The Environmental and Energy Study Institute and the Heinrich Böll Foundation held Biofuels and Tortillas: A US-Mexican Tale of Chances and Challenges, a discussion on the impacts of US demand for ethanol on world markets, specifically Mexican tortilla markets.

A few weeks ago, hundreds of thousands of Mexicans were taking to the street to protest rising prices for tortillas, a food staple especially for the poorest of Mexicans. While Mexico has been traditionally an exporter of corn, more than ten years into the North American Free Trade Agreement (NAFTA) with Canada and the United States, Mexico has become increasingly dependent on growing corn imports from the United States. In the wake of rapid NAFTA implementation, many Mexican farmers have left the countryside as they were unable to compete with subsidized US commodity prices. More recently, American corn prices have risen substantially as domestic demand for corn has increased for the production of bioethanol, a renewable fuel, and thereby affecting tortilla prices in Mexico. With the US Administration pushing for a rapid expansion of the domestic use of alternative fuels such as bioethanol in next few years, many agricultural experts forecast that US corn exports, including those to Mexico, could decline significantly.

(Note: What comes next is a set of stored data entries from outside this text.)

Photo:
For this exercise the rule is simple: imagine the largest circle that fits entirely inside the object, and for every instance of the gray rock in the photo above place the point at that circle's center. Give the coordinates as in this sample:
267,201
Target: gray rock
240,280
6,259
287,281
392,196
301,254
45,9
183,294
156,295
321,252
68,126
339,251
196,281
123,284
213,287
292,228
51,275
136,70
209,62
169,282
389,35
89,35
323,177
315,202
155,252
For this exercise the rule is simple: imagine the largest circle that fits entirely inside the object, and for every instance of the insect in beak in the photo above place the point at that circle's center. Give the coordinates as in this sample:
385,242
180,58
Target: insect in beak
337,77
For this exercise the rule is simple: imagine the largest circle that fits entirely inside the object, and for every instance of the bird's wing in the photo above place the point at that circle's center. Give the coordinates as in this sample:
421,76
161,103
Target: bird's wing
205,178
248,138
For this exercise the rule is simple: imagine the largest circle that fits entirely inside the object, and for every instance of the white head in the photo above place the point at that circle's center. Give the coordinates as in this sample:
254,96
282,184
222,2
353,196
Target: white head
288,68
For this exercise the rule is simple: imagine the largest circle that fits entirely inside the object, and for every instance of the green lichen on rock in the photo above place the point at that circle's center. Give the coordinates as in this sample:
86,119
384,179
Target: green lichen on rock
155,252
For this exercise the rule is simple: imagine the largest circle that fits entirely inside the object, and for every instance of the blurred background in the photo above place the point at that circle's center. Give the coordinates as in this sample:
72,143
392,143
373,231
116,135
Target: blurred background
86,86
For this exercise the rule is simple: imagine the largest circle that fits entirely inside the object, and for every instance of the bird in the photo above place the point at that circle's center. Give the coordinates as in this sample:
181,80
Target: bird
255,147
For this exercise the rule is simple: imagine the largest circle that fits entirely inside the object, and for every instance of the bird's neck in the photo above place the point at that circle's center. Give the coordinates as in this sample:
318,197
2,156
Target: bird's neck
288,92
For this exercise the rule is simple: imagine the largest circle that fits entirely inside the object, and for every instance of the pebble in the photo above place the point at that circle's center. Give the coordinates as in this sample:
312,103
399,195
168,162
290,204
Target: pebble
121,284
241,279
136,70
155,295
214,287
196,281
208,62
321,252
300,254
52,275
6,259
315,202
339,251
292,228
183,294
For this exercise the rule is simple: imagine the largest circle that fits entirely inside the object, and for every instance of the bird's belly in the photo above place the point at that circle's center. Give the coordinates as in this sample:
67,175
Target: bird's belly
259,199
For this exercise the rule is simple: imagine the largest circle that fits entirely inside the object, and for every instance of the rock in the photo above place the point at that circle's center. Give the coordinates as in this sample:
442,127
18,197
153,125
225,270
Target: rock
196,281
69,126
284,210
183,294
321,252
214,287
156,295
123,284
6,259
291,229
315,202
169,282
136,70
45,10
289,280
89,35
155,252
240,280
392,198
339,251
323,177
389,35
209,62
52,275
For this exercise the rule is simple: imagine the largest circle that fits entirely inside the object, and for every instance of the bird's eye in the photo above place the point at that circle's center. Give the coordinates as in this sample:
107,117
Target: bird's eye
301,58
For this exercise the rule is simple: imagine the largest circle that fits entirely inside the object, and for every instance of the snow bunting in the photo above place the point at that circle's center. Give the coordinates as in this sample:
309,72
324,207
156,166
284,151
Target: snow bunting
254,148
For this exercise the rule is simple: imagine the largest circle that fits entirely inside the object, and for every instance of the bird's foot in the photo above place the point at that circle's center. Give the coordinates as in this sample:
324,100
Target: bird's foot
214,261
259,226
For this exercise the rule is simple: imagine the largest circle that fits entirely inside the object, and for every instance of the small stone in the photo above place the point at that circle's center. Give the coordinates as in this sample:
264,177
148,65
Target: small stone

For Mexico, this could mean the need to encourage higher domestic production and to reduce its reliance on imports in order to increase the country’s food security.

While the debate on the desirability and increased use of biofuels in industrialized countries is often simplistically and wrongly pitted as “fuel vs. food”, the example of the Mexican tortilla price crisis does illustrate that the linkages between biofuels, agricultural trade policies, rural development strategies, both domestically and abroad, should be explored and analyzed more thoroughly.